Step 1 — Create the tool file

// src/tools/my_tool.rs

use async_trait::async_trait;
use serde::Deserialize;
use super::{Tool, ToolContext};
use crate::error::ToolError;
use crate::types::{FunctionDefinition, ToolDefinition};

pub struct MyTool;

#[derive(Deserialize)]
struct Args {
    message: String,
}

#[async_trait]
impl Tool for MyTool {
    fn name(&self) -> &'static str {
        "my_tool"
    }

    fn definition(&self) -> ToolDefinition {
        ToolDefinition {
            tool_type: "function".into(),
            function: FunctionDefinition {
                name: self.name().into(),
                description: "Does something useful.".into(),
                parameters: serde_json::json!({
                    "type": "object",
                    "properties": {
                        "message": {
                            "type": "string",
                            "description": "The message to process"
                        }
                    },
                    "required": ["message"]
                }),
            },
        }
    }

    async fn execute(&self, arguments: &str, _context: &ToolContext) -> Result<String, ToolError> {
        let args: Args = serde_json::from_str(arguments)
            .map_err(|e| ToolError::InvalidArguments(e.to_string()))?;
        Ok(format!("processed: {}", args.message))
    }
}

Step 2 — Export from the tools module

// src/tools/mod.rs
pub mod my_tool;

Step 3 — Register in src/app/entry.rs

// src/app/entry.rs (inside build_tools)
registry.register(MyTool);

Step 4 — Optionally gate behind a config flag

Add my_tool_enabled: bool to ToolsConfig in src/config/types.rs and wrap the registration:

if config.tools.my_tool_enabled {
    registry.register(MyTool);
}

Output Truncation Summary

Tool output is truncated before being stored in conversation history.
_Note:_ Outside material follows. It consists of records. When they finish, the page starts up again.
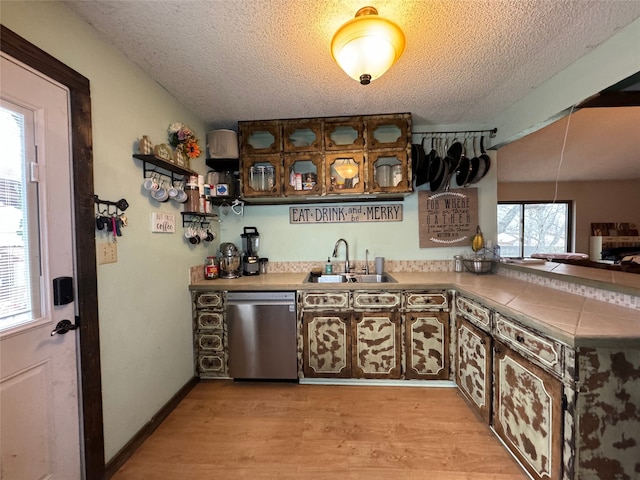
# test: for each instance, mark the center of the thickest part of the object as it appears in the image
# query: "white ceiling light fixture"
(367, 45)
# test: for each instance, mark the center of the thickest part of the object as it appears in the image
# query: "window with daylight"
(19, 245)
(525, 228)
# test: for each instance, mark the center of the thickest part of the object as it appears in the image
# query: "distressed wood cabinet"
(426, 330)
(377, 148)
(528, 413)
(376, 345)
(351, 334)
(474, 358)
(210, 338)
(326, 344)
(473, 366)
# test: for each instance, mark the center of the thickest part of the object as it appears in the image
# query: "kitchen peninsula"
(554, 373)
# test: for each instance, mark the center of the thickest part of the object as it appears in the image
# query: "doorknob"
(63, 327)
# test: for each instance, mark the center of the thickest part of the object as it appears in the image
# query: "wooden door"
(473, 366)
(326, 345)
(527, 413)
(39, 423)
(376, 351)
(427, 345)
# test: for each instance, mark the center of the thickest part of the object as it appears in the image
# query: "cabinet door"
(473, 366)
(388, 171)
(309, 167)
(344, 173)
(427, 345)
(376, 351)
(326, 345)
(262, 176)
(528, 413)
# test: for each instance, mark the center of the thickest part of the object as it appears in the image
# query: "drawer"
(316, 300)
(474, 312)
(374, 300)
(547, 353)
(210, 341)
(209, 319)
(426, 301)
(208, 299)
(211, 366)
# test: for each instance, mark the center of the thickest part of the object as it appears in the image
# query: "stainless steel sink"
(350, 278)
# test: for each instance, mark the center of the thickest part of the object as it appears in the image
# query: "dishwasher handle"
(261, 298)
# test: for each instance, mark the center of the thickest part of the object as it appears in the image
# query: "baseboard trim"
(378, 383)
(119, 459)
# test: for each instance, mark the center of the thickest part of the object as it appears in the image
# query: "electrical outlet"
(107, 253)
Keeping results small prevents accidental context exhaustion.

Tool Limit Truncation style
run_shell stdout 4000 chars head (appends ...[truncated])
run_shell stderr 4000 chars head
read_file 8000 chars head
fetch_url 8000 chars head
capture-pane 8000 chars tail (prepends [truncated N chars from start])

capture-pane truncates from the tail instead of the head because the most recent screen content is more relevant than old scrollback.


Error Propagation

Tools can return two kinds of errors:

enum ToolError {
    InvalidArguments(String),  // bad JSON from model
    ExecutionFailed(String),   // runtime failure
}

Neither variant aborts the agent loop. The agent formats errors as "Tool error: {e}" and pushes the string as a tool_result message.

To reduce retry loops, Buddy suppresses repeated identical failures for the same (tool_name, arguments) after a small threshold and returns a deterministic remediation error instead of re-executing the tool call.